Münch erläuterte, wie angespannt die wirtschaftliche und personelle Lage der Apotheken im Land ist. Allein das Managen der Lieferengpässe und die damit verbundene Bürokratie binde Arbeitszeit, für die es weder genügend Personal noch eine ausreichende Honorierung gebe. Obwohl der Apothekerberuf ein akademischer Heilberuf mit hohem Berufsethos sei, werde das aufopferungsvolle Kümmern um jeden einzelnen Patienten von der Politik nicht wahrgenommen und gewürdigt. Stattdessen werden sinnvolle und bewährte Regelungen zur vereinfachten Versorgung der Patientinnen und Patienten gestrichen und bürokratische Hemmnisse wieder eingeführt. »Ab 7. April verschlechtert sich für die Patienten die Versorgungslage, da an diesem Tage viele Corona bedingte Sonderregeln endgültig außer Kraft treten. Dann muss zur Lösung vieler Lieferengpässe eine Arztrücksprache erfolgen oder ein Rezept geändert beziehungsweise neu ausgestellt werden.

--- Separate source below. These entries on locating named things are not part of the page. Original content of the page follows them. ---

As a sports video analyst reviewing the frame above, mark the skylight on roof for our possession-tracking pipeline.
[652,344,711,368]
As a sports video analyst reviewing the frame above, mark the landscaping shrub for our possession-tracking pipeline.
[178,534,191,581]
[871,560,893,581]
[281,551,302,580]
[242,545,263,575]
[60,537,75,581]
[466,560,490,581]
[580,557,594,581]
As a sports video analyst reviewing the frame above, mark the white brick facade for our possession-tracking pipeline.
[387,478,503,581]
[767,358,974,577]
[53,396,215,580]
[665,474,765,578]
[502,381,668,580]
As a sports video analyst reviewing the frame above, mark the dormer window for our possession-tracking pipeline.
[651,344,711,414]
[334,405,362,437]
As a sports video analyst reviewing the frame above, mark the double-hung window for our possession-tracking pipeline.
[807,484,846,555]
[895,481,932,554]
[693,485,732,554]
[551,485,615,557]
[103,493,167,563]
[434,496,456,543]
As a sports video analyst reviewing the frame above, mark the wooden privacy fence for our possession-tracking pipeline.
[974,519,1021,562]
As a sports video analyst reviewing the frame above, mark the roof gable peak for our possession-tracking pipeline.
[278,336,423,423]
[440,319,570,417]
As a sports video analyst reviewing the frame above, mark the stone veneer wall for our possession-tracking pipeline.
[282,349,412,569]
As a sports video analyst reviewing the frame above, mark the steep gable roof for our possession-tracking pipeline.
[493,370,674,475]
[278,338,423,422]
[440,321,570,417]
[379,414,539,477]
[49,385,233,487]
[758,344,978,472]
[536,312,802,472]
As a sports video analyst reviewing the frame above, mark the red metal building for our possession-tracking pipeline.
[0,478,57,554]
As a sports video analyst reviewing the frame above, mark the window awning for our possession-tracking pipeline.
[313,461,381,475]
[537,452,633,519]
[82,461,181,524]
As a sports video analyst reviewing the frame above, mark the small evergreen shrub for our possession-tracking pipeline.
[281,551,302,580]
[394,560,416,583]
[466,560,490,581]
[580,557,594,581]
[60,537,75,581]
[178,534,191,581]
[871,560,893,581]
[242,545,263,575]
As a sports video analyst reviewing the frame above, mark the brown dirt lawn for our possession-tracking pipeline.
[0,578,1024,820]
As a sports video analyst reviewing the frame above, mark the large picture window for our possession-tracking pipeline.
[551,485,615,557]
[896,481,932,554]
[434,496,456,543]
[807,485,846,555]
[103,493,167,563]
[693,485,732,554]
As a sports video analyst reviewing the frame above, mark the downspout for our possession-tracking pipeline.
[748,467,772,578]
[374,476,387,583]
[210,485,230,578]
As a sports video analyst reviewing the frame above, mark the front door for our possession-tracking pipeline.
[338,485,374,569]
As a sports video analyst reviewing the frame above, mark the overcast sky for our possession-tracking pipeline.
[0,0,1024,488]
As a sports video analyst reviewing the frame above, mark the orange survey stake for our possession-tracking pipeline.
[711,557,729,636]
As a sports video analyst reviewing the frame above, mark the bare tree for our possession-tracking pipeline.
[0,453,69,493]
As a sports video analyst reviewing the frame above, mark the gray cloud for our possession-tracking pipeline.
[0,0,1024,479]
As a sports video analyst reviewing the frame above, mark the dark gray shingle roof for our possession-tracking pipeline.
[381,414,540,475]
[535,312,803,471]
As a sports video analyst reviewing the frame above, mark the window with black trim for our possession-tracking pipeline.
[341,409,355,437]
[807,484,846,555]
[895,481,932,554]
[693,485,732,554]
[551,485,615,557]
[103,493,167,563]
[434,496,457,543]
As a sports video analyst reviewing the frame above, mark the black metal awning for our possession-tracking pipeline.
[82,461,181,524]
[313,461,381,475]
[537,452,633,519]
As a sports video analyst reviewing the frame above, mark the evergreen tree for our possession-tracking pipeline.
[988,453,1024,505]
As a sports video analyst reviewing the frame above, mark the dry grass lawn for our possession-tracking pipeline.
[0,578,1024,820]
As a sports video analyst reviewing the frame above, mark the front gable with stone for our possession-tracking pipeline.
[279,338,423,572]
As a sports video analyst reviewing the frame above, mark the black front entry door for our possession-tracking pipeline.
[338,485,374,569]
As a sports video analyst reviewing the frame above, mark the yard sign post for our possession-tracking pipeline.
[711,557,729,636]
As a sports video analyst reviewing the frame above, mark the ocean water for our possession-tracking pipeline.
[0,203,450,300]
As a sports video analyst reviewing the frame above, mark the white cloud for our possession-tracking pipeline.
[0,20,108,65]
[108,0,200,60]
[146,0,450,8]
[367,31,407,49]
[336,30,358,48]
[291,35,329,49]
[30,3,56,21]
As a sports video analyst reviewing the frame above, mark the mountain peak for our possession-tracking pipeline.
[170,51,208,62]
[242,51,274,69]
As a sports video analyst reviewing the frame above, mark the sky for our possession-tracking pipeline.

Eine unzumutbare Belastung für die Arztpraxen und für uns Apotheken. Unsere apothekerliche Fachkompetenz wird vollkommen ignoriert und uns die Handlungsfreiheit in der Versorgung genommen«, monierte der Präsident.
»Wir sehen zahllose Liefer- und Versorgungsengpässe. Allein 445 Fertigarzneimittel fehlten laut BfArM-Liste am Vorabend, angefangen von Antibiotika über Antidiabetika bis hin zu Zytostatika«, informierte Mathias Arnold, Vorsitzender des Landesapothekerverbandes Sachsen-Anhalt (LAV) die Ausschussmitglieder. »Hinzu kommen nicht verfügbare Impfstoffe und nicht verschreibungspflichtige Arzneimittel, wie Hustenmittel und Fiebersäfte für Kinder. Letztere sind gar nicht erst in der Liste aufgeführt. Es fehlt also an allen Ecken und Enden. Und es sind zum Teil lebensnotwendige Mittel wie Insuline oder Antibiotika, die nicht verfügbar sind.«
Arnold verwies auf die betriebswirtschaftlich angespannte Situation der Apotheken. »Die ständig steigenden Kosten stehen im krassen Widerspruch zu einer seit zehn Jahren nicht angepassten Honorierung der Apotheken. Wir müssen und werden das Thema in die Öffentlichkeit und die Medien tragen und die Proteste auch eskalieren.«
Münch und Arnold stellten in dem zweistündigen Fachgespräch die gesamte Brandbreite an Themen vor, die die Apothekerschaft derzeit belasten. Ob die schon genannten Lieferengpässe, die ausufernde Bürokratie, insbesondere die Präqualifizierung und die Null-Retaxationen, der Fachkräftemangel, die schlechte Honorierung oder laufende Nachwuchskampagnen: Alle Themen stießen auf offene Ohren, was sich in den zahlreichen Nachfragen der Politikerinnen und Politiker äußerte. Manche Themen wurden der ebenfalls anwesenden Gesundheitsministerin zur Weiterleitung an die Gesundheitsministerkonferenz der Länder mitgegeben, um dort entsprechende Lösungen zu finden. Immerhin konnte aus der Landespolitik heraus mehrfach auf die Bundespolitik eingewirkt werden. Münch verdeutlichte: »Wenn die Gesellschaft nicht Gefahr laufen will, später vor unumkehrbaren Tatsachen zu stehen oder Fehlentwicklungen für sehr teures Geld ausgleichen zu müssen, muss sie jetzt gegensteuern.«
Die Mitglieder des Gesundheitsausschusses nahmen die dargestellten Probleme und Sichtweisen der Apothekerschaft sehr ernst und bedankten sich für die ausführliche Darstellung. Die beiden Standesvertreter verabschiedeten sich mit der ausdrücklichen Einladung an die Abgeordneten, sich in einer Apotheke vor Ort über das umfangreiche Leistungsspektrum einer Apotheke zu informieren. Bei einem Blick hinter die Kulissen ließe sich viel besser verstehen, was die Mitarbeitenden tagtäglich für ihre Patienten leisten und mit welchen Hürden sie zu kämpfen haben.